3.2. Analysis of DARE in Cell Clones of Modified Clonal MEL-HBBIVS Cells
In order to correlate indel events and functional correction directly, we then analyzed DARE in clonal MEL-HBBIVS cells with a single HBBIVSI-110(G>A) copy per cell [19](Figure 2). The limiting dilution post-treatment and sequencing of 96 potential clones per designer nuclease allowed us to identify and proceed with 34 cell clones that represented individual indel events (Figure 2, gDNA panel), in addition to four clones without modification as negative controls (clone A1#1 after TALEN R1/L1, B1#1 after TALEN R1/L2 and Mock A and B after pUC118 plasmid electroporation). In line with general disruption efficiencies after plasmid-based delivery, TALEN R1/L1 was represented by 14 clones, TALEN R1/L2 by 20 clones, and RGN by 0 clones. After expansion and induced erythroid differentiation of individual clones, the material was collected for DNA-based confirmation of clone identity and purity, for RNA-based assessment of normal HBB transcript levels and normal:aberrant transcript ratios, and for the quantification of HBB protein levels.
At the RNA level and based on RT-qPCR (Figure 2, RNA panel), restoration of splicing was observed in all clones for which the HBBIVSI-110(G>A) mutation had been disrupted, with the exception of clones B1#20 and B1#21, in which large deletions also disrupted the normal SA site. Correct splicing was also restored by many indel events that disrupted the region upstream of the HBBIVSI-110(G>A) mutation but left the aberrant SA site intact. In general, we noticed that most deletions larger than 5 bp (starting from B1#8) completely corrected HBB pre-mRNA splicing. Notable was the unique case of complete restoration of correct splicing in clone A1#2 with a single-base (T) deletion. In total, 23 out of 34 genome-edited MEL-HBBIVS clones had an increase of normal HBB mRNA by at least 40%. However, deactivation of aberrant mRNA alone appears to have a therapeutic effect for β-thalassemia, as shown elsewhere [19], so that DARE-mediated depletion of aberrant mRNA may indicate therapeutic potential even more than an increase in normal mRNA. In this vein, 22 out of 34 genome-edited clones had virtually abolished incorrect splicing with ≤ 1.1% aberrant mRNA, at an average of (0.13 ± 0.32)%.

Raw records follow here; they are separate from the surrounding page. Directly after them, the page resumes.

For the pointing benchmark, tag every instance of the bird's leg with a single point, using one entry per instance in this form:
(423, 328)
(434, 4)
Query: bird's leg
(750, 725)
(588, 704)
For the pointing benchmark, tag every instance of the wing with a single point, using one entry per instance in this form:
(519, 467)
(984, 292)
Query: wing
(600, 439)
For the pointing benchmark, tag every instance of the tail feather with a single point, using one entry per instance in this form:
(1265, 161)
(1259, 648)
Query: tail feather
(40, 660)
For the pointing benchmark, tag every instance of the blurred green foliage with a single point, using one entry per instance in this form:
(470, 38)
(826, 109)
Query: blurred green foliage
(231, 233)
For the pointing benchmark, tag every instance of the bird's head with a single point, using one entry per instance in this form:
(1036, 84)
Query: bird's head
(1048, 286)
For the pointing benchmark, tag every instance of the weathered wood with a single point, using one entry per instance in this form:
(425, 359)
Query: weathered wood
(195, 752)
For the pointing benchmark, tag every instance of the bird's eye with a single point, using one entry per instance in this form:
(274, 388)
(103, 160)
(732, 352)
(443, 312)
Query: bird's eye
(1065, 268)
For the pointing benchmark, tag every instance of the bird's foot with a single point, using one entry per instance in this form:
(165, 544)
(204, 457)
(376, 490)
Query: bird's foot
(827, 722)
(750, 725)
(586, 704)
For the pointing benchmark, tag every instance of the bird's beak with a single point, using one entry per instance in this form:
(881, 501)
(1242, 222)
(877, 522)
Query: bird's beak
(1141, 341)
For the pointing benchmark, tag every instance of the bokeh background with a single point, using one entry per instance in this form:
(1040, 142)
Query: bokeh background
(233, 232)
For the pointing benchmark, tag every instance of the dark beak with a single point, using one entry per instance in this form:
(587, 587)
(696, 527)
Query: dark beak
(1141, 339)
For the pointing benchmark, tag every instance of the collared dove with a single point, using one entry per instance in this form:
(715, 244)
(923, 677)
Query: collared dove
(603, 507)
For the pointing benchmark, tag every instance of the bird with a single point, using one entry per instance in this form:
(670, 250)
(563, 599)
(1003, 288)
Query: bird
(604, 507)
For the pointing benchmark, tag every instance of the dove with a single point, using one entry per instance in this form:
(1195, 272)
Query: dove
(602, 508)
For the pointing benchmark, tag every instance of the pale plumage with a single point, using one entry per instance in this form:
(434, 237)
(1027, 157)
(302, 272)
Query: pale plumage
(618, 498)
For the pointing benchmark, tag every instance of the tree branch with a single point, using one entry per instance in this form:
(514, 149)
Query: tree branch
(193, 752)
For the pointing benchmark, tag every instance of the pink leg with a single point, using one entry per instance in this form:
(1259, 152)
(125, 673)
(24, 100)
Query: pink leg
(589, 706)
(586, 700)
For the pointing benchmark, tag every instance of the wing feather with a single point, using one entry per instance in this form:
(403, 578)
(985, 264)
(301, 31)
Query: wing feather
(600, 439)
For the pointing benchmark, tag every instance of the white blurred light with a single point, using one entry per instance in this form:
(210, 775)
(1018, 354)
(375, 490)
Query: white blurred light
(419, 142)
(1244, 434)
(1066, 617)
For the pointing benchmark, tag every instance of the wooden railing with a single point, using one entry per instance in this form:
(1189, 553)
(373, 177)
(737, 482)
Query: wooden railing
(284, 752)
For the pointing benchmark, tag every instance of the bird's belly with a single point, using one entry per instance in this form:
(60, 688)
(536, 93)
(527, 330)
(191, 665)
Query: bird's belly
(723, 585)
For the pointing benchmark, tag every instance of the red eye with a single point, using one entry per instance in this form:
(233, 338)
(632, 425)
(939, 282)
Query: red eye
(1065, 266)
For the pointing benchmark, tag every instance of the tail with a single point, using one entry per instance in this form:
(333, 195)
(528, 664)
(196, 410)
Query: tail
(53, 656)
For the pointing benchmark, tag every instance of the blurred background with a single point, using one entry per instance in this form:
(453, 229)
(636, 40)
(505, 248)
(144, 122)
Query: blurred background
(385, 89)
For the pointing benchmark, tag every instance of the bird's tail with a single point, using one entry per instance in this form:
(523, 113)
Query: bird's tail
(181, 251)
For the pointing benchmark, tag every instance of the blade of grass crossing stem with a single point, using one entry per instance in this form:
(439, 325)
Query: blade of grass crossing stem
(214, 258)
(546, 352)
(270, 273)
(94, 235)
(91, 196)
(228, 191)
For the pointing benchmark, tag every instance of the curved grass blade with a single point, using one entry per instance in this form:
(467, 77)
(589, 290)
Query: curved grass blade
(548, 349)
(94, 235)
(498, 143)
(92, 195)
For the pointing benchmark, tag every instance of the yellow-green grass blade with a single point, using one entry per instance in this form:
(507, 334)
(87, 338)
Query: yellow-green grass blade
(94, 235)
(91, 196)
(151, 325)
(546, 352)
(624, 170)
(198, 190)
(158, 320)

At the protein level and based on immunoblots (Figure 2, Protein panel), the correlation of differentiation-normalized HBB levels (HBB/Hba) with normal HBB mRNA levels was moderate to strong (r2 = 0.4). The 32 modified clones with an intact HBB open reading frame all showed increased HBB expression (by 19.3 ± 11.0 fold, compared to unmodified controls). Predictably, for clones with large deletions (B1#20 and B1#21) extending into HBB exon 2, HBB production was close to the background (0.3 and 0.2 of HBB seen in unmodified controls), despite good levels of differentiation (0.86 and 0.63 of Hba seen in unmodified controls). In addition to the increased HBB levels, most modified clones also had lowered levels of differentiation (0.68 ± 0.43 fold, compared to unmodified controls), which in this non-thalassemic model might have been brought about by toxicity of excessive combined murine and human β-globin expression. In this context, it is of note that clones A1#5, A#6, B1#6, and B1#7 carried the same indel and showed similarly high residual aberrant HBB mRNA percentages at low total HBB mRNA levels, at variably low HBB protein expression and at highly variable differentiation. It, therefore, appeared that the four-nucleotide deletions in question marginally reduced aberrant splicing, resulting in unpredictable variability of erythroid differentiation, to which random changes during clonal expansion from single cells might further have contributed. Taken together, these data establish for the first time that disruption of the upstream region of HBBIVSI-110(G>A) is sufficient to restore splicing in the presence of the primary mutation, highlighting the importance of the flanking of regulatory sequences and of the distance from the branchpoint site (BPS) in the selection of the aberrant vs. the normal SA site.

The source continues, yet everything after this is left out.